At the time of writing this, my other main cameras (I call them grandads) is the Canon 5D Mark III. They are very good cameras and they pretty much never let me down. Although I’m well aware of the new and better stuff out there, I’m deciding whether to stick with Canon or go completely mirrorless.
Thinking about it, I do have and love my Fujifilm X-T2 with Fujinon 23mm f/2 R WR XF which has proven to be a great camera for travel and personal use, yet not as amazing as Canon for wedding work, in my personal opinion of course.

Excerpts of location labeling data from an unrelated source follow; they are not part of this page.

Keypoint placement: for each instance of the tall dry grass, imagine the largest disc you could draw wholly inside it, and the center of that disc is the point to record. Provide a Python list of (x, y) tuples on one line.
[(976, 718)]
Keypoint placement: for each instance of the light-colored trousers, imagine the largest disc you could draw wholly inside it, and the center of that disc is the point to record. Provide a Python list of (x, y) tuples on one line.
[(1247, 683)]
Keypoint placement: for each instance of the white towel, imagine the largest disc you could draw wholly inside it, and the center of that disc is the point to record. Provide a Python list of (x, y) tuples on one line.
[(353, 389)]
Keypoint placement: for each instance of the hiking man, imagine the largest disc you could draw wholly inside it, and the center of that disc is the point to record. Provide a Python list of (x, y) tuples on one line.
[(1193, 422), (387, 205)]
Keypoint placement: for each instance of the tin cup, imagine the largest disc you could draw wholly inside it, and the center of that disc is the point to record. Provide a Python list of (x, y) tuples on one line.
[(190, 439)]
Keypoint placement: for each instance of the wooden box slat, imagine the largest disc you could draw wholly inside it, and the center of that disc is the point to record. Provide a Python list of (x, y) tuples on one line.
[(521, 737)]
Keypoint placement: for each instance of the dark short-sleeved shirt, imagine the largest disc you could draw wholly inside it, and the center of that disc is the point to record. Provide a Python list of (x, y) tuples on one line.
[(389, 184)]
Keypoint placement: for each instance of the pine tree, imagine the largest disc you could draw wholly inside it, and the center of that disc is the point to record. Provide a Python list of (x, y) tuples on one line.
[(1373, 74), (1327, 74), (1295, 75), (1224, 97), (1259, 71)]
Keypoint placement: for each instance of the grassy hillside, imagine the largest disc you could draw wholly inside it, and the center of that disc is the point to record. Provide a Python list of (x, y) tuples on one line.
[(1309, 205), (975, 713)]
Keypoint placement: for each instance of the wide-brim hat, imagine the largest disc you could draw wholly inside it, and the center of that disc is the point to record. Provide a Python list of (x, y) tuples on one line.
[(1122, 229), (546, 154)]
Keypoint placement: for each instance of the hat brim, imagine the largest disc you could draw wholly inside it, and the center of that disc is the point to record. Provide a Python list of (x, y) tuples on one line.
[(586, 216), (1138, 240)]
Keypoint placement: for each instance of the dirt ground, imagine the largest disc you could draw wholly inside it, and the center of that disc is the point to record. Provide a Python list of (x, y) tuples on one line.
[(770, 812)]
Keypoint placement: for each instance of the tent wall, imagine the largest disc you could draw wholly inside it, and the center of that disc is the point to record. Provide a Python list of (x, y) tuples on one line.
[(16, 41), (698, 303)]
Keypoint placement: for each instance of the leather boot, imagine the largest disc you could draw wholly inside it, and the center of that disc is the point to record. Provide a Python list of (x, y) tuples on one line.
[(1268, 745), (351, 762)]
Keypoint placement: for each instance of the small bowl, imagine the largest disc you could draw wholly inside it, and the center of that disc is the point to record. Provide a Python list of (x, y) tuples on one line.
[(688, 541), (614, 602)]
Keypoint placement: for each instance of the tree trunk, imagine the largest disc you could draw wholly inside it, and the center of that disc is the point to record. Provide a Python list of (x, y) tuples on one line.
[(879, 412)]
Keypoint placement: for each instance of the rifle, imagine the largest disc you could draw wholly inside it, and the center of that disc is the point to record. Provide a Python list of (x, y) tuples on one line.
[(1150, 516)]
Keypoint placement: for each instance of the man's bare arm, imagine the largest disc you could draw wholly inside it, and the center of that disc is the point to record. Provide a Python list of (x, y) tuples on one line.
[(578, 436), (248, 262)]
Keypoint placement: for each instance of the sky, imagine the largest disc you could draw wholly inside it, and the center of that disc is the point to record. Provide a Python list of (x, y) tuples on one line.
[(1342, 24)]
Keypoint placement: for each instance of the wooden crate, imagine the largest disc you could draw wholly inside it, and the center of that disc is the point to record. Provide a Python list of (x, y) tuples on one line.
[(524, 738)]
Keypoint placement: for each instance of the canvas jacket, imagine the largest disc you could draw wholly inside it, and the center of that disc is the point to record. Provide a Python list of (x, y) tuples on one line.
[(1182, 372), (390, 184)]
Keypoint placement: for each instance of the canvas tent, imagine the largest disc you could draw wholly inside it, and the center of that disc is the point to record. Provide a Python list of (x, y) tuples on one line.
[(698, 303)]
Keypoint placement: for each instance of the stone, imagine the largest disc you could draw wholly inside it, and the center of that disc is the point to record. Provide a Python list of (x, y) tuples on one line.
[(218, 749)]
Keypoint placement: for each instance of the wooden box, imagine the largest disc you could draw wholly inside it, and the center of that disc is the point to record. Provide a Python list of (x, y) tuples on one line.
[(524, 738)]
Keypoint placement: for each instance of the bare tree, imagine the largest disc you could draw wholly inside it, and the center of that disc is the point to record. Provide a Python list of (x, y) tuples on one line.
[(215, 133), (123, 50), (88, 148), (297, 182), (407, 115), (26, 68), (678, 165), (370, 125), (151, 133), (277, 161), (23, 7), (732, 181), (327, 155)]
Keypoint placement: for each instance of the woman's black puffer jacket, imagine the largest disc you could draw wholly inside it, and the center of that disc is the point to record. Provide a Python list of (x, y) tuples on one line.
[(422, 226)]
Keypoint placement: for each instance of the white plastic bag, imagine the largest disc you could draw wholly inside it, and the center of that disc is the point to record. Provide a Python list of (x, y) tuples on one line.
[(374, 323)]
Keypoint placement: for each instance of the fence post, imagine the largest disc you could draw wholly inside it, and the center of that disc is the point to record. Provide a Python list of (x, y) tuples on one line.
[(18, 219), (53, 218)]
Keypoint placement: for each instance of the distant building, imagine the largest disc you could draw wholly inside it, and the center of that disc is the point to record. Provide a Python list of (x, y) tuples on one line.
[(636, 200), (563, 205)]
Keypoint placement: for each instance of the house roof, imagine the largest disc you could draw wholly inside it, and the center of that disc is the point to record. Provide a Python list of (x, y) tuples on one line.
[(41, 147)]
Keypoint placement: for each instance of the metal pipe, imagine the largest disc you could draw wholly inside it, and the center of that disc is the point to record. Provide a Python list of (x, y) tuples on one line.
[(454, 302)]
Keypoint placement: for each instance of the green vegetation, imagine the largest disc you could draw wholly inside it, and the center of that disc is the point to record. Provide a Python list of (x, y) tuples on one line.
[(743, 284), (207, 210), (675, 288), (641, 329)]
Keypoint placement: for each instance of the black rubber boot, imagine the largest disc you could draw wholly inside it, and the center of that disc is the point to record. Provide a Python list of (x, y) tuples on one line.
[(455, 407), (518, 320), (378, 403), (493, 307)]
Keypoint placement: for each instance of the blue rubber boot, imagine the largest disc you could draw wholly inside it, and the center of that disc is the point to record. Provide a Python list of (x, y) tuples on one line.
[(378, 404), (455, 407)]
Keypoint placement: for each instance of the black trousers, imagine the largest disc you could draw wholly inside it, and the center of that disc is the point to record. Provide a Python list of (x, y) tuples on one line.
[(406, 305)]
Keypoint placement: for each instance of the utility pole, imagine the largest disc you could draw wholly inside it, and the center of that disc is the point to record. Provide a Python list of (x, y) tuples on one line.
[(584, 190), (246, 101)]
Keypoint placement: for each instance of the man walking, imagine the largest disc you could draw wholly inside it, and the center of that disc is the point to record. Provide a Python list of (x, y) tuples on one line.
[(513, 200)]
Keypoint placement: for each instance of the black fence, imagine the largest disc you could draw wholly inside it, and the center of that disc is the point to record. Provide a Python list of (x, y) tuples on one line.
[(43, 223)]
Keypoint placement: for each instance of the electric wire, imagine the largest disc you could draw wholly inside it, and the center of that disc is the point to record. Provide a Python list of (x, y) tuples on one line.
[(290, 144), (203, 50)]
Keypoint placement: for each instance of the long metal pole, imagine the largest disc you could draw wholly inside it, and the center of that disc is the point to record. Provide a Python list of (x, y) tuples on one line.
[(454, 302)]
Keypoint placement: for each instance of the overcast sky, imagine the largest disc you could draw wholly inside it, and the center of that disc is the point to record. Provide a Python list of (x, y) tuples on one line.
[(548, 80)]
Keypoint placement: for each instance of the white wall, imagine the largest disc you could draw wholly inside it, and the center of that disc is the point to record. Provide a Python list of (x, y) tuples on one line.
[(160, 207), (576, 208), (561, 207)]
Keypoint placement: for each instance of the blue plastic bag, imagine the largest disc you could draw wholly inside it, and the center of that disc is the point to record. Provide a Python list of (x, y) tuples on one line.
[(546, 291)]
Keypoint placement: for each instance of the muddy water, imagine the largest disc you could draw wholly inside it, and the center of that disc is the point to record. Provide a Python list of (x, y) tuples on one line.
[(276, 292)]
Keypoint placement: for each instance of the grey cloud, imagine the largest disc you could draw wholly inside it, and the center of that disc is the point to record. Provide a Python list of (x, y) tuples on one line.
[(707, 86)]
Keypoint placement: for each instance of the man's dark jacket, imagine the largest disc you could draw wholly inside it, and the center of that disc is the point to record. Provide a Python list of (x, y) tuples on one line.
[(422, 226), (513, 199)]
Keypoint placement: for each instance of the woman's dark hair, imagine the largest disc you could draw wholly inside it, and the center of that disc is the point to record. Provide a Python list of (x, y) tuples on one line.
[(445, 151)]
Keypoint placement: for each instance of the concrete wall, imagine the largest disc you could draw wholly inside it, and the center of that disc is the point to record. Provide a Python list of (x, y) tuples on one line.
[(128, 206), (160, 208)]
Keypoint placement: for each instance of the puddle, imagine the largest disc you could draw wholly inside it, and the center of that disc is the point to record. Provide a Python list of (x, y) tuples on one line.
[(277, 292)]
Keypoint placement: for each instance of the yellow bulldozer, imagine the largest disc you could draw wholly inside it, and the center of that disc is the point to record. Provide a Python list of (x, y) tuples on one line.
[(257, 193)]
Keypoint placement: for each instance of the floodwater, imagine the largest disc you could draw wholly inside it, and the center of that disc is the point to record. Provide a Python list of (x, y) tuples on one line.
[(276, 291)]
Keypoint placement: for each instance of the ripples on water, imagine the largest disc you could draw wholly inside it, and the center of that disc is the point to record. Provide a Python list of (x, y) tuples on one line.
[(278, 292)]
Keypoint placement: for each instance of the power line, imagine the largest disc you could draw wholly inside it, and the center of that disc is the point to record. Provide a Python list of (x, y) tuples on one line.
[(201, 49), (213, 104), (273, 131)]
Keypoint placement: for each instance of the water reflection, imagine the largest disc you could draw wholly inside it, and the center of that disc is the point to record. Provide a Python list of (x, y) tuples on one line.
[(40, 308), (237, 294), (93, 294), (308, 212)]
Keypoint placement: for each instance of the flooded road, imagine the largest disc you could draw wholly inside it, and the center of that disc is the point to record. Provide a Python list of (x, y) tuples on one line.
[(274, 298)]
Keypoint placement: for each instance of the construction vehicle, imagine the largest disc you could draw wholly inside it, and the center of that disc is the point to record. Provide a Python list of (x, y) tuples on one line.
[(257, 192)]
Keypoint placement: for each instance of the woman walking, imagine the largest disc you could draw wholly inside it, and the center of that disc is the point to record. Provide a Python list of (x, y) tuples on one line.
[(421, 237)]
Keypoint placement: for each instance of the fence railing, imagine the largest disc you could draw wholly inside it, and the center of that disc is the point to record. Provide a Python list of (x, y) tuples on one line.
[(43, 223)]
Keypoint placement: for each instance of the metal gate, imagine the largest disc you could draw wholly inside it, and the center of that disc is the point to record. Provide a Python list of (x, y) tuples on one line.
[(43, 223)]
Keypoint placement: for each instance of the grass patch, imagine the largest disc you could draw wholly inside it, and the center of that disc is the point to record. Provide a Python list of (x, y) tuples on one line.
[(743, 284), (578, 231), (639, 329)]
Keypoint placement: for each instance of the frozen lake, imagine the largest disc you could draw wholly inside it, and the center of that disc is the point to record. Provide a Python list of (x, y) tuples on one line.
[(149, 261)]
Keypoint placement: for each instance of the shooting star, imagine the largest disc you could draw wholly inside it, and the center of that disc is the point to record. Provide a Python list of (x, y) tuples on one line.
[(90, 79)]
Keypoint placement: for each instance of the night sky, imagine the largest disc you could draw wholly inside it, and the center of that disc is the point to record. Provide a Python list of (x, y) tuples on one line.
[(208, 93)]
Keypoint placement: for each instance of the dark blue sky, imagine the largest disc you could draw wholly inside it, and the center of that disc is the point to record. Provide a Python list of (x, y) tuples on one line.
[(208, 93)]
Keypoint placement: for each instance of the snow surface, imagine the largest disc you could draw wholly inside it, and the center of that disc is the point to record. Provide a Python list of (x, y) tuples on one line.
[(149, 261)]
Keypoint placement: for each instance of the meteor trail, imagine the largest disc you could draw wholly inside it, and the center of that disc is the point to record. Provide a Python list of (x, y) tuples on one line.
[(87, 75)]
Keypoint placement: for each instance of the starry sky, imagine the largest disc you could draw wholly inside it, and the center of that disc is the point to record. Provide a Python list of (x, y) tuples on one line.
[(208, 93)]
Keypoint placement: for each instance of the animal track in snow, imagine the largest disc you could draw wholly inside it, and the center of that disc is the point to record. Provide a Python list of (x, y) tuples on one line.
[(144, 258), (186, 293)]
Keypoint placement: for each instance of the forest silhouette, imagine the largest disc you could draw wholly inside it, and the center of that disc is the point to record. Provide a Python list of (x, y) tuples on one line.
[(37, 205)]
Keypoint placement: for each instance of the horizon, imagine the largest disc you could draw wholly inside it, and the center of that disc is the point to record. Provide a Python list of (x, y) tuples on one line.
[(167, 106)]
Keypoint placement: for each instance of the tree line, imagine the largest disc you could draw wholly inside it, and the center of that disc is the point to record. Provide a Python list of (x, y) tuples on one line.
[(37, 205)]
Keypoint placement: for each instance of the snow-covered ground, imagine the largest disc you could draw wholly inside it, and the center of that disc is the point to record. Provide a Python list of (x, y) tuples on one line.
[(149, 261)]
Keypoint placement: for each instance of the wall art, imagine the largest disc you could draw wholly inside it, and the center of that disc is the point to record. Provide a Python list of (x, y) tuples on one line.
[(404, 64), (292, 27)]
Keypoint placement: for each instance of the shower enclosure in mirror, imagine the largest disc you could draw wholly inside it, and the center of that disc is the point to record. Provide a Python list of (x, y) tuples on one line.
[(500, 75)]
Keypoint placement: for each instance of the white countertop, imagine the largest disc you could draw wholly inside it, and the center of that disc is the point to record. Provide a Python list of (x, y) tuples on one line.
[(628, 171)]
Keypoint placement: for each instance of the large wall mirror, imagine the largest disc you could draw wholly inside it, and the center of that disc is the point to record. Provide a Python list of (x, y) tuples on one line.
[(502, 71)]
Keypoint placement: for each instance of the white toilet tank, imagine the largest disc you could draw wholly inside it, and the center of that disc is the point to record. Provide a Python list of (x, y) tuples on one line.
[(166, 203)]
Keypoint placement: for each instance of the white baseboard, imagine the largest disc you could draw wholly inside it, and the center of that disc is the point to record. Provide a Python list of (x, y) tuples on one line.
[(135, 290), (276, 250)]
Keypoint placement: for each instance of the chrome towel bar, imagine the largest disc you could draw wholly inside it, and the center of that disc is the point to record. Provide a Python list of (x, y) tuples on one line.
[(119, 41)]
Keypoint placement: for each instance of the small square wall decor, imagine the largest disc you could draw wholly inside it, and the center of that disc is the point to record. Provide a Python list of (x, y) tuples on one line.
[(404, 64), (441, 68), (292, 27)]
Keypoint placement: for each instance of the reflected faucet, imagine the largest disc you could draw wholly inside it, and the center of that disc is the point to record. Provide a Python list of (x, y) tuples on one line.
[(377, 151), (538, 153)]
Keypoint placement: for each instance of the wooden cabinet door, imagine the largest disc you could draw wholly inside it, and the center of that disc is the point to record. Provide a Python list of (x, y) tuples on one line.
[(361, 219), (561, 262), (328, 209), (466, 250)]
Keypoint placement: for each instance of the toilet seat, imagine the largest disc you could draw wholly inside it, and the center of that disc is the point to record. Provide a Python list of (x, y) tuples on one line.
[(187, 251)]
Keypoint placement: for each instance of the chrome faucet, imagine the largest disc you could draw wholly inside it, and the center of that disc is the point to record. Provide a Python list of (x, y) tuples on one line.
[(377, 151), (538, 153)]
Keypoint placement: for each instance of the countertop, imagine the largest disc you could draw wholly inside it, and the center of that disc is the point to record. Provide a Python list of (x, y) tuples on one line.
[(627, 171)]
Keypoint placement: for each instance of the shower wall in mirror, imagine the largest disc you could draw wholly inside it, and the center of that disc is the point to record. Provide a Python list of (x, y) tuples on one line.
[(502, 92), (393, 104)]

With regards to lenses, I swear by primes and never owned a zoom lens. I have and use a Canon 35mm f/1.4 lens together with a Canon 85mm f/1.8 for most of the wedding day. As for the second combo for smaller spaces and particularly evening and party coverage, I switch to the Sigma 24mm f/1.4 Art and Canon 50mm f/1.4.
The Holdfast Money Maker strap, which I’ve owned for more than two years, has proven to be a life saver and like probably every (I mean, every) other wedding photographer on the planet using it would (if not already) tell you – it does look super stylish and there hasn’t been a single wedding where no compliments were given about it.
Most of the time I shoot in natural light. However, when needed I use my Canon 580 EX II and Yongnuo 568EX II. The Canon has proven to be an amazing flash and hasn’t failed me in years. The Yongnuo, however, has broken down at least 4 times, but I really don’t mind it as they are super cheap. I do use Yongnuo YN560-TX manual flash controller for some off-camera flash work from time to time.
Last year, I started using Magmod flash modifiers and they have been great. Although I’ve purchased a full kit including the gels, snoot, beam and other stuff, I found myself only using grid, mag bounce and sphere. The rest of it seems to stay in the bag for most of the time and will probably soon find a space in the cupboard.
As for my camera bag, I have a Lowepro 200AW backpack. It’s a decent size camera backpack which fits all my stuff + laptop, hairspray, perfume and Snickers and I can easily take it on any fight.
I also have a Zoom H1 recorder as it’s a great little device to record some sounds and interviews with families of the bride and groom so I can later implement it in the slideshows for them.
Lastly, all the fun behind standard equipment is all the technology to make sure that business is running smoothly. I do use a retina 5K iMac for editing and general office work together with a Wacom tablet and Loupdeck editing console, which is an absolutely amazing thing. When travelling, my 13″ MacBook Pro is always with me, as well as my LaCie Rugged Thunderbolt 2 TB External hard drive.
For backup, I’m using Synology DS415+ which was probably the smartest investment I’ve made. Once copied, the files are automatically uploaded to an unlimited Dropbox account so it’s all safe and sound.
For all my client communication and business CRM, I use Tave, which is a lifesaver, and Pic-Time for online client galleries – another great and beautifully designed photography studio management software solution (see more).